Dollar in-flow is peak during the last days of each month when people receive remittances from their relatives in abroad and that is the time when the Somali shilling gains some relative strength. It is estimated that milliions of US dollars are injected into the Somali economic mainstream each month due to transmittal of funds from abroad in the form of Hawala. 

But a huge amount of Dollar would soon leave the market for business deal in abroad and that is the time a severe shortage of dollar is felt which in turn gives rise to devaluation of the Somali currency. 
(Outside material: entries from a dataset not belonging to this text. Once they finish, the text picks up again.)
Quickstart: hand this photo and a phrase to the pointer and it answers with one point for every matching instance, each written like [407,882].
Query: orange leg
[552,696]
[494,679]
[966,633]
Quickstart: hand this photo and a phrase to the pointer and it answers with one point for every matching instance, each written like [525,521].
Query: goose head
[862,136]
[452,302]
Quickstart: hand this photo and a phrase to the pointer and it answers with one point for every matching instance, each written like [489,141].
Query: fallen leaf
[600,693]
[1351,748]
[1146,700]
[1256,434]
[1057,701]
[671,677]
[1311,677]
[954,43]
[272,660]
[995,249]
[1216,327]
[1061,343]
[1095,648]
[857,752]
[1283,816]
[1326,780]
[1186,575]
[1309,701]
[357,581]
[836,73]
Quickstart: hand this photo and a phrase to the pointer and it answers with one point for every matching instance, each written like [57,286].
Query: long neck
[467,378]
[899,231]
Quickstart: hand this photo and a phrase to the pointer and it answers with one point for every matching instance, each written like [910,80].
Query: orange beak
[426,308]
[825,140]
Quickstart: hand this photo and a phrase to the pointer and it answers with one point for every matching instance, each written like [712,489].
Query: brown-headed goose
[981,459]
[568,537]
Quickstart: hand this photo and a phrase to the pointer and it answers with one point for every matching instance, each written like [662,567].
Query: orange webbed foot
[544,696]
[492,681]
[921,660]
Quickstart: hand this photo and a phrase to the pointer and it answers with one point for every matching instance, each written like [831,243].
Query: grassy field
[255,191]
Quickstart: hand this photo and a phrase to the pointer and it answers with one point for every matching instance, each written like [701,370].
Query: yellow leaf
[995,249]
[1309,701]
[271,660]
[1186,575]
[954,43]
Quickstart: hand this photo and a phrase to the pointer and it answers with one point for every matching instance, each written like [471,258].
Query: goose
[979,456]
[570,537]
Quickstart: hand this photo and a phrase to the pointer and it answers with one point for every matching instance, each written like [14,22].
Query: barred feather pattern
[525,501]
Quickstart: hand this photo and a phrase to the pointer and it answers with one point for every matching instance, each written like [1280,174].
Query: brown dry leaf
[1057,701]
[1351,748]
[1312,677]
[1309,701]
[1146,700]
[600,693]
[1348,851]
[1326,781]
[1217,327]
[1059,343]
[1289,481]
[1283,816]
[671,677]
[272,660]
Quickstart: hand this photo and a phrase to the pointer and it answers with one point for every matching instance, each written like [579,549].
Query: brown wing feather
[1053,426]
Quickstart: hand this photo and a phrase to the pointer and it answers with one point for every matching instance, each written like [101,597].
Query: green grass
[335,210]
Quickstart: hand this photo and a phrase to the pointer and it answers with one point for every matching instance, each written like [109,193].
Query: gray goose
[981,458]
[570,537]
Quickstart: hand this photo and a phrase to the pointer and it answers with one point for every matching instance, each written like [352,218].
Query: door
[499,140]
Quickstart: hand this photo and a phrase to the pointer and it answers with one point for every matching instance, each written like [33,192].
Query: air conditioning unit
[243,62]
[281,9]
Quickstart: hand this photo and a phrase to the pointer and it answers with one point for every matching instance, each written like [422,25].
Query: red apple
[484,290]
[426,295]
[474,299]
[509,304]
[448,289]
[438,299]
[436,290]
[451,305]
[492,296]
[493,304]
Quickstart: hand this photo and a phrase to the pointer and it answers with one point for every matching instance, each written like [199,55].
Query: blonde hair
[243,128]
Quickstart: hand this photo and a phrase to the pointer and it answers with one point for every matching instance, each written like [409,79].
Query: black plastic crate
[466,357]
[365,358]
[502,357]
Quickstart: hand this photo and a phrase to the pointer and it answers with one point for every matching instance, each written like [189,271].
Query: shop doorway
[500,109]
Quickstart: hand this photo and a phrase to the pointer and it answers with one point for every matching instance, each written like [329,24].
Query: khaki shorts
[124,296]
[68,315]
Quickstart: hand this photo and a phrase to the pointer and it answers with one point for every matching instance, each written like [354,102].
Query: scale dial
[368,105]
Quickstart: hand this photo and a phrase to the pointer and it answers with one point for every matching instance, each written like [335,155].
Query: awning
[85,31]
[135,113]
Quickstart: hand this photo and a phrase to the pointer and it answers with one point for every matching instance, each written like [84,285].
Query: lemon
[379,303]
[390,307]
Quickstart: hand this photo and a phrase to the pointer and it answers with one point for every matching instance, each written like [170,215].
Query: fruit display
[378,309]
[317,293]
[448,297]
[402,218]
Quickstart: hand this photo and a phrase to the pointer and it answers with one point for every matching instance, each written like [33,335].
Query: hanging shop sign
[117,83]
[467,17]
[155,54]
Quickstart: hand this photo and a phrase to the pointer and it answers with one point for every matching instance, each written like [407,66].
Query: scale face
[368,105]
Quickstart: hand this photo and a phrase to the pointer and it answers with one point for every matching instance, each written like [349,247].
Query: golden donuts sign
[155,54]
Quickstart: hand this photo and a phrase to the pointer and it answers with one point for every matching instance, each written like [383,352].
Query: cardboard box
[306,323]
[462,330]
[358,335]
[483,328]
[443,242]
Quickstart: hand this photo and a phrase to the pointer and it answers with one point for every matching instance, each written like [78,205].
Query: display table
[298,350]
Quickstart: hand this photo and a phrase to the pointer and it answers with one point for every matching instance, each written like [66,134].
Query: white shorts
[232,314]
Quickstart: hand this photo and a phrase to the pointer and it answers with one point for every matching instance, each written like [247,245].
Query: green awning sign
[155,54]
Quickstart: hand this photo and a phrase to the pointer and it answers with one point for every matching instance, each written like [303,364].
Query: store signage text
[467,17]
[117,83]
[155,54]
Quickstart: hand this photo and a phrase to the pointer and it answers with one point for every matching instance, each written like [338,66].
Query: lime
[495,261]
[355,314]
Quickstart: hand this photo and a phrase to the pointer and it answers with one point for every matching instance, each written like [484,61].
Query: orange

 The Somali economy is growing in a way that only the rich become richer by exploiting the poor and keeping them in the margins of despondency. The highest money note we have is 1000 and nobody accepts to neotiate with you on business terms it you have the 500 note or 100 etc. The bus fare from K4. all the way to Hotel Florence near Sinai used to be 500 but now it is 1000 shillings, like it or not. .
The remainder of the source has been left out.